ScreenBird Presenter was in its alpha stage, and had little traction in the presentation community, so I went to advertise on GoogleAdwords. What quicker way to get customers for my program? Having seen the effects good Adword campaigns, I know it was a sure bet. Sign up and registration was very straight forward, as was the actual process of setting up the campaign. There is however a learning curve to the whole program. In fact I have watched the creator of Adwords give a lecture, so I appreciated the complexity that goes into the whole program.
What do you know, it worked! For the paltry sum I put into the effort, I was able to show successful installs of ScreenBird. So now it’s time to spend a bit more cash elsewhere, and get a taste of the landscape. Thus we are lead to Yahoo!
Sign up first. Ok, simple, I have three Yahoo! id’s, so I will just use one of those. REJECTED! Hmmm, I will suffer, make yet another i.d. for some reason. With all the Google services I use, I have but one id. Now we go to setup the campaign. That wasn’t too bad, and I would say comparably nice to Google’s tools. I am on a roll now, and pause……. I get an error page during the very end of the process. Too many questions; did my new i.d. take, or do I start over again? Do I just wait for something magic to happen? Is my campaign live? I reload the page to get the same error.
Well bugs happen, but such a large one on your main revenue stream? Three days later I get an email welcoming me to the ad service.
That my friends, is righteously bad after-marketing!
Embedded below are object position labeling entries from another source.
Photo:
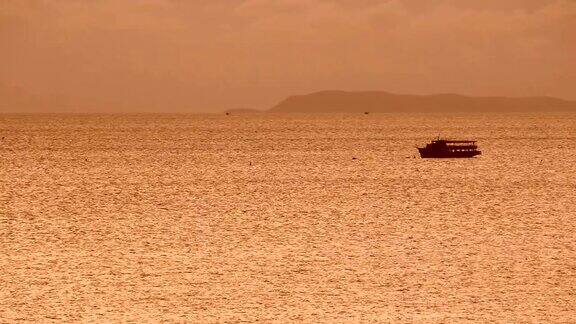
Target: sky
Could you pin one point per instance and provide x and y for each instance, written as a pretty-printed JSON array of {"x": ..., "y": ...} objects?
[{"x": 211, "y": 55}]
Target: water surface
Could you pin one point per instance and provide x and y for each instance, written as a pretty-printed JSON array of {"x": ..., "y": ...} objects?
[{"x": 210, "y": 218}]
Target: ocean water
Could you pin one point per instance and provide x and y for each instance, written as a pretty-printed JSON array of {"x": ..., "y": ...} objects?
[{"x": 315, "y": 218}]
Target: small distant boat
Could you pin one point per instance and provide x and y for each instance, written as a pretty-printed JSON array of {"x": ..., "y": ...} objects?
[{"x": 442, "y": 148}]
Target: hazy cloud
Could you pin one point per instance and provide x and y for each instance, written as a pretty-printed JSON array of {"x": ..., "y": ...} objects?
[{"x": 203, "y": 55}]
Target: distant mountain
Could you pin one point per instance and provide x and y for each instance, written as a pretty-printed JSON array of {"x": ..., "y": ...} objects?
[{"x": 379, "y": 101}]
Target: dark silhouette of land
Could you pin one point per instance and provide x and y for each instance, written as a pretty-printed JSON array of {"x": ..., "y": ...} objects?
[
  {"x": 380, "y": 101},
  {"x": 238, "y": 111}
]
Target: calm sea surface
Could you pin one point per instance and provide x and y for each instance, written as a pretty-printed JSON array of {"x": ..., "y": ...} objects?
[{"x": 212, "y": 218}]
The problem is the message took so long to arrive, and the processes of enrolling was just uncomfortable enough that I am reluctant. The experiential side of their after-marketing was the problem. I haven’t given them too much of a chance to try their other after-marketing techniques on me.
This is similar to buying a new product, and receiving a terribly written manual to jump start your experience. If Yahoo exercised great after marketing in this one little area, they would have my measly cash, and others that maybe shared my experience.
After-marketing happens after the buy-in or sale. Experience can also be categorized under aftermaketing. Aftermarketing one of those things that helps retain customers if done well. A 5% decrease on customer desertion can lead to 25%-80% revenue gains, depending on your industry.
There is such a great marketing opportunity after your customer has bought in, and it can be wasted with a bad experience and poor planning, or a great one with opportunities to pitch upgrade services.